Et quand le gîte a fini par être plus ou moins assuré, il faut bien penser à vivre. Et d’abord trouver un métier sur place. C’est là qu’Etienne se rappelle l’épisode du robinet dont l’absence compliquait la vie quotidienne chez le kiné avant son intervention. « Et donc là, je décide de faire le tour du village. Et des besoins des habitants. C’est ici un outil cassé, là un radiateur qui ne chauffe plus, ailleurs un lavabo arraché du mur, plus loin de l’électricité défectueuse ». Et son inventaire des besoins sous le coude, le voilà qui enfourche l’Ami 6 et remonte à Mulhouse, direction le centre AFPA local, où il annonce à la personne qui le reçoit, un rien médusée sans doute, qu’il veut apprendre à maçonner, forger, souder et réparer de l’électricité. La personne lui fait aimablement remarquer qu’il s’agit de quatre métiers différents (!) mais que la formation la plus généraliste qu’il propose est celle de plombier chauffagiste en dix mois. « Là, mon père décide de m’aider financièrement pour que je fasse la formation ».
Tant et si bien qu’ un beau jour, notre bonhomme, dûment diplômé, se retrouve à arpenter les routes d’Ardèche avec une estafette et à son compte. Très vite, il fait un peu de tout : plomberie, zinguerie, couverture, électricité, pose de carrelage…. Et cela ne satisfait guère notre artisan : « Je fais ça pendant trois ans à peu près. Et je me retrouve vite un peu comme un percepteur. A faire payer cher des prestations qui pourrait coûter bien moins. J’ai un peu l’impression d’être un escroc ».
Il arrête donc l’artisanat et se déclare comme salarié auprès de particuliers qui ont besoin d’un maître d’œuvre pour restaurer leurs résidences secondaires. Le coin en est plein. « Là, il me fallait gagner une relation de confiance. C’est pour ça que j’allais choisir les matériaux avec les clients et qu’ils ne payaient que ma prestation. Ca coûtait deux fois moins cher. Et moi, j’étais salarié. Avec une meilleure couverture sociale. J’ai fait ça pendant sept ans. J’ai bien dû restaurer de mes mains pas loin de cinquante maisons. Mais j’ai fini par me péter le dos. A trente ans. Je me suis retrouvé en invalidité et la sécu m’a demandé de changer de métier. Ma femme est partie. Je n’avais plus de boulot et deux enfants à charge ».
Largentière.
C’est là qu’Etienne devient formateur en GRETA et intervient sur des stages en métiers du bâtiment.
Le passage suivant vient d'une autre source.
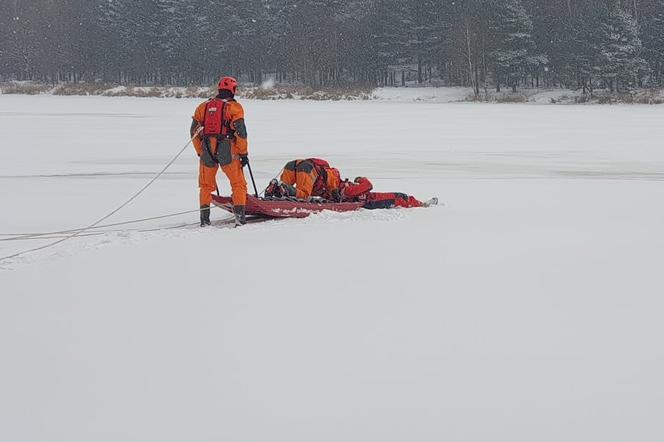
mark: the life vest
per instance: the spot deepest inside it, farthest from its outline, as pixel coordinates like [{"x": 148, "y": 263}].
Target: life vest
[{"x": 216, "y": 123}]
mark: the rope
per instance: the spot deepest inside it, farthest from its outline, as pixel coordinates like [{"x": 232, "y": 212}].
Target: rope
[
  {"x": 15, "y": 236},
  {"x": 113, "y": 212}
]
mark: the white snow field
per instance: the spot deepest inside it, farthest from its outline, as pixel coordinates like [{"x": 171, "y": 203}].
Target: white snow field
[{"x": 528, "y": 307}]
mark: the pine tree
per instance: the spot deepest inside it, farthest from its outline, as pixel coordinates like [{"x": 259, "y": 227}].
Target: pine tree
[
  {"x": 652, "y": 25},
  {"x": 515, "y": 55},
  {"x": 619, "y": 63}
]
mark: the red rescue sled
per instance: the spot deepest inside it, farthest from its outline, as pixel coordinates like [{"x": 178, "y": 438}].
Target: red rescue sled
[{"x": 284, "y": 208}]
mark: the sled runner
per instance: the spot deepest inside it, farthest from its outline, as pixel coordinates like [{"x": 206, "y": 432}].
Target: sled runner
[{"x": 284, "y": 207}]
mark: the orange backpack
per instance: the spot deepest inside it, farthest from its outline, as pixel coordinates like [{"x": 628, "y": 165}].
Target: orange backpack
[{"x": 216, "y": 123}]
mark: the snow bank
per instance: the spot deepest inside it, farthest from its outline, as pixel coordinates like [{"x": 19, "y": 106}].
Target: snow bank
[{"x": 527, "y": 308}]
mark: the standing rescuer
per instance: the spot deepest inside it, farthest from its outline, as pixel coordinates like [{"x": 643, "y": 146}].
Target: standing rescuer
[{"x": 222, "y": 142}]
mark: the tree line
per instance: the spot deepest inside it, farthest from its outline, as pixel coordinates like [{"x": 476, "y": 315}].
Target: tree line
[{"x": 584, "y": 44}]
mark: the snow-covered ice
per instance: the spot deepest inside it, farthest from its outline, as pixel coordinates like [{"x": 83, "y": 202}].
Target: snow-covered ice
[{"x": 528, "y": 307}]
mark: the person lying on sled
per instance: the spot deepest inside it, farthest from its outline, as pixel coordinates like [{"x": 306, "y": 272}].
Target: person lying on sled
[
  {"x": 304, "y": 179},
  {"x": 361, "y": 190}
]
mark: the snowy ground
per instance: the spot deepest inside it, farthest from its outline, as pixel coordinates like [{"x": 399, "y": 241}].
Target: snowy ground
[{"x": 527, "y": 308}]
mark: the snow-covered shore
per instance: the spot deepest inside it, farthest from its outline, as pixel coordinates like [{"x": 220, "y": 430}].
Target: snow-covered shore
[
  {"x": 527, "y": 307},
  {"x": 412, "y": 93}
]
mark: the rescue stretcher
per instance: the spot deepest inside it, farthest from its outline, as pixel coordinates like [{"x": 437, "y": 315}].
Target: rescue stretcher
[{"x": 284, "y": 207}]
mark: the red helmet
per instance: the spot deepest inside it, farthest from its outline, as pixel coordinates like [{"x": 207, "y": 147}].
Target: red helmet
[{"x": 227, "y": 84}]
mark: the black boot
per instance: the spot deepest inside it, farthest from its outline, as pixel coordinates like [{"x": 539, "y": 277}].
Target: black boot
[
  {"x": 205, "y": 215},
  {"x": 240, "y": 217}
]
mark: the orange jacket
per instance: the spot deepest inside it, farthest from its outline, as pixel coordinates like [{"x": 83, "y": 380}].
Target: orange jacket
[
  {"x": 234, "y": 114},
  {"x": 312, "y": 177}
]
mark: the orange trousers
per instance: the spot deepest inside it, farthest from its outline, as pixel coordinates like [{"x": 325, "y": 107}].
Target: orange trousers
[{"x": 207, "y": 182}]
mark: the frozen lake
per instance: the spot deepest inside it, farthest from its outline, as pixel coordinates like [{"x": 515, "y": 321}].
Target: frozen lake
[{"x": 527, "y": 307}]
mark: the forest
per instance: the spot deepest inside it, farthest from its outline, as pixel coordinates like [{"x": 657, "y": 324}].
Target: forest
[{"x": 616, "y": 45}]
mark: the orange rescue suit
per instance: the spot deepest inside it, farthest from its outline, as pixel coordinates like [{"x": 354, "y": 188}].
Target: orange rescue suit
[
  {"x": 234, "y": 117},
  {"x": 312, "y": 177}
]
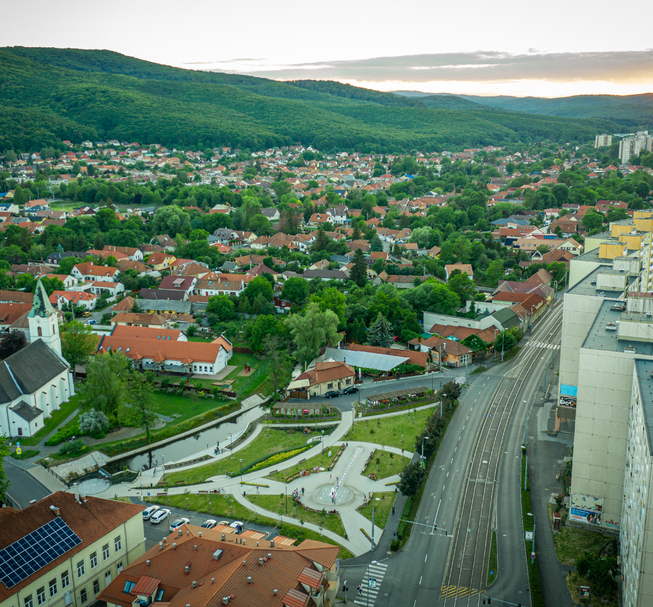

Ca dure quelques mois. C’est là aussi qu’il entend parler d’une ferme avec son terrain et sa grange à vendre au dessus de Largentière. L’endroit lui plaît tout de suite. Le propriétaire n’en veut pas très cher, autour des deux cent cinquante mille francs ( l’équivalent de 40000 de nos euros), mais c’est vraiment une ruine, abandonnée depuis la guerre, avec son terrain de sept hectares de mauvaises ronces. Tout est à faire. Même le toit.
Et c’est bien ce que fait Etienne, avec un dos en compote, dormant dans une vieille camionnette, les enfants sous une tente. Il achète au mois de mai 1986 et « il faut absolument un toit pour les enfants pour la rentrée de septembre ». C’est donc de ce dernier dont on s’occupe en premier, en bonne méthode. Avec les moyens du bord. Etienne met alors en pratique une méthode d’échafaudage particulier que lui a appris un certain Gérard Barras et qui consiste à travailler en hauteur avec deux échelles collées l’une à l’autre. Pas sûr que l’inspection du travail corrobore, mais Gérard a remonté un village entier avec cette méthode, du côté du viel audon, alors… Méthode toujours : une fois à l’abri, on peut se consacrer à l’intérieur. Les travaux vont durer un an pour qu’une partie de l’habitation soit vraiment habitable.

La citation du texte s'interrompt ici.